Not only that, but you may need to bring a larger down payment before the dealer will play ball. Pros and cons to dealer financing are listed below, but overall this is only an option to consider after you’ve exhausted every other borrowing option.
- “Buy here, pay here” financing is easier to get approved for with bad credit
- You may have more flexible payment options
- Dealers may charge much higher interest rates and fees
- You may be required to put up a larger down payment
How to Start Shaping Up Your Credit
While all the options discussed so far can help you obtain an auto loan with less than perfect credit, it's important to simultaneously think about how you can improve your credit over time. Here are a few things you can start doing now to get on track to better credit and better borrowing options.
Check Your Credit Report
A study done by the Federal Trade Commission (FTC) several years ago showed that 1 in 5 consumers had at least one error on their credit report. That means we should all be regularly monitoring our credit reports. There's no reason to pay for an error in the form of a lower credit score and fewer borrowing options.
You can check your credit reports from the three major reporting bureaus (Experian, Equifax, and TransUnion) on AnnualCreditReport.com.
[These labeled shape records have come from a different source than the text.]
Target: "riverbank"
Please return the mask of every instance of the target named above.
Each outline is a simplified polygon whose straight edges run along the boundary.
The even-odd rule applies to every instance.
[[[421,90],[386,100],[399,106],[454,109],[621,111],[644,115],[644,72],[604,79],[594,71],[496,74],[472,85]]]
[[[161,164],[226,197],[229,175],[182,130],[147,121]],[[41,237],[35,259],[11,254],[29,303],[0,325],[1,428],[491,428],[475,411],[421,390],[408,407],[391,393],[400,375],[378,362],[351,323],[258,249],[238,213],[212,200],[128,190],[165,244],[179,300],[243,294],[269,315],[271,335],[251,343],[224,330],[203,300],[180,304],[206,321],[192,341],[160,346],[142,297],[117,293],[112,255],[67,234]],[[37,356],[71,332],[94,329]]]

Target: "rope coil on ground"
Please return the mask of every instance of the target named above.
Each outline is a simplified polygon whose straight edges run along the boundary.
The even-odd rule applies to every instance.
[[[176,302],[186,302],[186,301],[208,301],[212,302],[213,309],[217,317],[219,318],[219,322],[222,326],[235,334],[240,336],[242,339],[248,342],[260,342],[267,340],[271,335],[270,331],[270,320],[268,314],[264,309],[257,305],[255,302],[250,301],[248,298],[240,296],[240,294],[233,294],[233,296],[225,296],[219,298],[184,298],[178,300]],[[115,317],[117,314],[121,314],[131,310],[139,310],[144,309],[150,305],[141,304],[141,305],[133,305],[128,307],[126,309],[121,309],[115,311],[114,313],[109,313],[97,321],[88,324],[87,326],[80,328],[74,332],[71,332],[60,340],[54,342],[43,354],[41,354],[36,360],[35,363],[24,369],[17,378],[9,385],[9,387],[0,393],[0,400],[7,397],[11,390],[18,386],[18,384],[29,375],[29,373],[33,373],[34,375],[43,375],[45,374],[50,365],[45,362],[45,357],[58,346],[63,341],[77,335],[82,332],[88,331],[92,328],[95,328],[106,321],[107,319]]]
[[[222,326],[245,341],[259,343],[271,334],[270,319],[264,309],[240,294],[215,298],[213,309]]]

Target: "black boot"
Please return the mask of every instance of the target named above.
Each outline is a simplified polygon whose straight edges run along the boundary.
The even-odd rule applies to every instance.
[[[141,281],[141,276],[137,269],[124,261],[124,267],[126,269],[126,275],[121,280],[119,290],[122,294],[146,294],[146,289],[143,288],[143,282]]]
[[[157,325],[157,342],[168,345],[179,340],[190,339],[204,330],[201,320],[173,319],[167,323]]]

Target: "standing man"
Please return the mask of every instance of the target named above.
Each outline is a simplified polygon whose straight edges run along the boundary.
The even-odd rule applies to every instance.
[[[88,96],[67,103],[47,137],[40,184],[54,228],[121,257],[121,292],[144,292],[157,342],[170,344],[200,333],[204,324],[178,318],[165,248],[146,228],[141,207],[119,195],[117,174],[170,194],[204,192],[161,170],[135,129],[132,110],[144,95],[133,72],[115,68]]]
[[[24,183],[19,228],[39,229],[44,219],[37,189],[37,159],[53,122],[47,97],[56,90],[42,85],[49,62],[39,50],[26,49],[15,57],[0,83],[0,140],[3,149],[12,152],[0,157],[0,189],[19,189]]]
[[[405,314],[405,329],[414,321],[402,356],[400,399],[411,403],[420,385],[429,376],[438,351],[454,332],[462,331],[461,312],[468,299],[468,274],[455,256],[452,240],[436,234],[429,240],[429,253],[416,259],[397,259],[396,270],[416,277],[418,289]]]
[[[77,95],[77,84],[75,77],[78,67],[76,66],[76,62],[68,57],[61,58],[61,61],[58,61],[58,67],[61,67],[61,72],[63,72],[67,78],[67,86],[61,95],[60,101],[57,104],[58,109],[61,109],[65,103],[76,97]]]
If you find a mistake, initiate a dispute with the reporting bureau showing the mistake so you can get it corrected or removed as soon as possible.
Pay Down Your Debt
A solid 30% of your FICO credit score is based on your credit utilization ratio. (Your credit utilization ratio is the amount of debt you have compared to your total credit limit.) If you’re using more than 30% of your available credit, work on paying your balances down to add points to your credit score.
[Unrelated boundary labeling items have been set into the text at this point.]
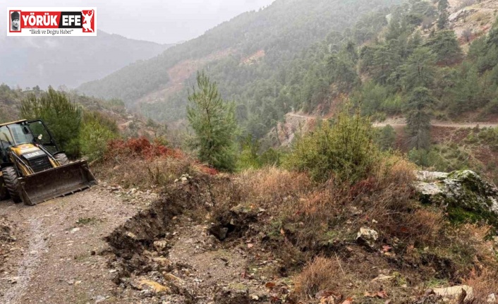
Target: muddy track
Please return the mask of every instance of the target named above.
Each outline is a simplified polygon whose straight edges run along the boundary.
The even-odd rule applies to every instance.
[[[104,238],[142,205],[96,186],[34,207],[0,202],[0,216],[16,223],[15,247],[0,273],[2,304],[138,303],[123,298],[108,267]]]

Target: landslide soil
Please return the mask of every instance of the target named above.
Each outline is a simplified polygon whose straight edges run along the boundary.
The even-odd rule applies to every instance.
[[[140,303],[112,282],[103,238],[154,198],[145,196],[97,186],[34,207],[1,202],[0,303]]]

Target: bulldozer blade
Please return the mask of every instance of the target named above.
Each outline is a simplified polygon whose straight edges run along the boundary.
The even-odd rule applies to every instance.
[[[19,178],[25,205],[35,205],[96,185],[85,161],[72,162]]]

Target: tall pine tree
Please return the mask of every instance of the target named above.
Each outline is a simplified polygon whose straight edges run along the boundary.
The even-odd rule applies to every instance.
[[[198,72],[198,87],[189,92],[187,118],[195,133],[191,142],[199,159],[214,168],[232,171],[236,167],[235,104],[221,99],[216,83]]]

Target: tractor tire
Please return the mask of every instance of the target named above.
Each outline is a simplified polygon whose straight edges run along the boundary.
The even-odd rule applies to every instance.
[[[15,203],[22,202],[19,196],[19,177],[13,166],[6,166],[1,169],[4,176],[4,183],[11,195],[11,198]]]
[[[0,200],[6,200],[8,197],[8,190],[4,183],[4,176],[0,176]]]
[[[66,155],[66,153],[57,153],[54,157],[57,159],[61,166],[69,164],[69,159],[68,159],[68,156]]]

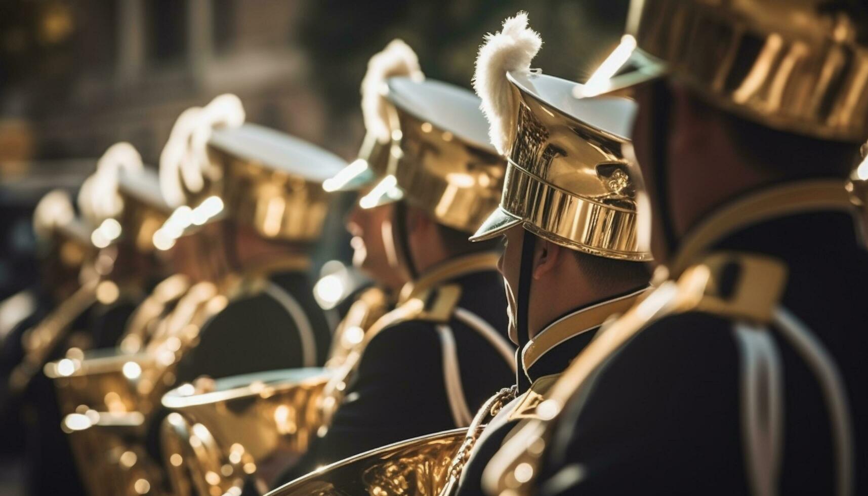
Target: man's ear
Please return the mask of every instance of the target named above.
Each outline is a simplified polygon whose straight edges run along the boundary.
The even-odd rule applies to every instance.
[[[554,271],[563,256],[563,250],[559,245],[540,240],[534,249],[534,279],[542,279]]]

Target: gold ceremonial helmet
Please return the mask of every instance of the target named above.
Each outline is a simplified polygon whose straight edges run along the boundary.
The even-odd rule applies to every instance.
[[[362,116],[365,118],[365,135],[358,158],[323,182],[323,188],[326,191],[356,191],[373,185],[386,175],[391,129],[389,123],[390,104],[384,96],[384,89],[386,80],[398,76],[418,81],[424,79],[416,53],[407,43],[395,39],[371,57],[362,79]]]
[[[222,170],[208,160],[207,144],[214,129],[237,128],[245,118],[244,105],[231,93],[181,112],[160,154],[160,184],[169,204],[196,208],[220,195]]]
[[[531,71],[507,74],[518,103],[500,206],[470,238],[522,224],[559,245],[608,258],[648,261],[637,210],[641,176],[625,157],[635,103],[576,99],[575,83]]]
[[[208,140],[222,170],[229,215],[266,238],[312,242],[329,195],[322,184],[346,162],[312,143],[256,124],[215,129]]]
[[[633,0],[628,34],[575,95],[671,75],[712,104],[770,128],[862,142],[868,19],[856,17],[853,3]]]
[[[392,77],[386,89],[390,161],[385,176],[359,204],[404,199],[447,227],[473,232],[496,205],[505,168],[489,142],[479,98],[431,79]]]
[[[118,216],[120,235],[139,252],[153,252],[155,233],[174,211],[163,198],[157,173],[150,169],[122,170],[118,175],[117,191],[123,200],[123,208]],[[105,229],[106,225],[103,223],[98,228]]]

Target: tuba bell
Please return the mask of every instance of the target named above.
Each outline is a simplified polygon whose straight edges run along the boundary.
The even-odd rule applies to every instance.
[[[266,496],[434,496],[446,487],[467,428],[364,453],[289,482]]]
[[[317,404],[328,377],[321,367],[277,370],[167,393],[172,413],[161,435],[173,493],[224,494],[275,453],[304,453],[322,423]]]
[[[266,496],[451,496],[485,422],[516,397],[501,389],[470,425],[399,441],[316,470]]]
[[[339,402],[335,379],[345,379],[347,358],[390,301],[378,288],[359,294],[335,331],[326,367],[200,380],[168,393],[162,403],[173,413],[161,437],[173,492],[223,494],[275,454],[303,454]]]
You could even consider rolling any credit card debt you have into a personal loan through a bank or online lender. Rolling your credit card debt into a loan will decrease your credit utilization ratio and likely could put you in a position to acquire a lower interest rate on your debt.
Put Your Bill Payments on Autopilot
Payment history makes up 35% of your FICO score. That means missing payments - even one payment - can have a significant impact on your credit score. If you struggle to remember to pay on time, set up automatic payments for your bills. You can even create an alert on your bank account online to notify you when a payment is set to go out. This small step can score you big points on your credit score.
Avoid Applying for New Credit If You Can
When shopping for a loan, most people want to evaluate all the options they can. This is perfectly fine if you don't actually apply for all of your options. Every time you apply for a loan or line of credit, you get a hit on your credit report - and it can impact your score.
That means, when you're shopping around for that car loan, make sure to only apply for the loan you think you're going to want to use so you can protect your credit score.
Consider Becoming an Authorized User
Do you have a loved one that has a solid credit score? If so, and if you feel comfortable doing so, ask them if they'd be willing to add you to their credit card as an authorized user.
Being added as an authorized user presents no risk to you - you're not responsible for the charges the other party makes on their card. What it does for you is let you piggyback off of their history with the card, giving your credit score a boost. As long as they continue to keep their account in good standing, you'll benefit from being listed on the card.
Slow and Steady Wins the Race
None of the tips suggested above will improve your credit score overnight. Nothing can improve your credit score overnight. However, small changes and new habits you begin to develop today can have a major long-term impact on your score and enable you to become eligible for better borrowing options for all your needs.
The better your credit score, the better your chances of qualifying for the best terms on an auto loan. Why not start on making that happen today?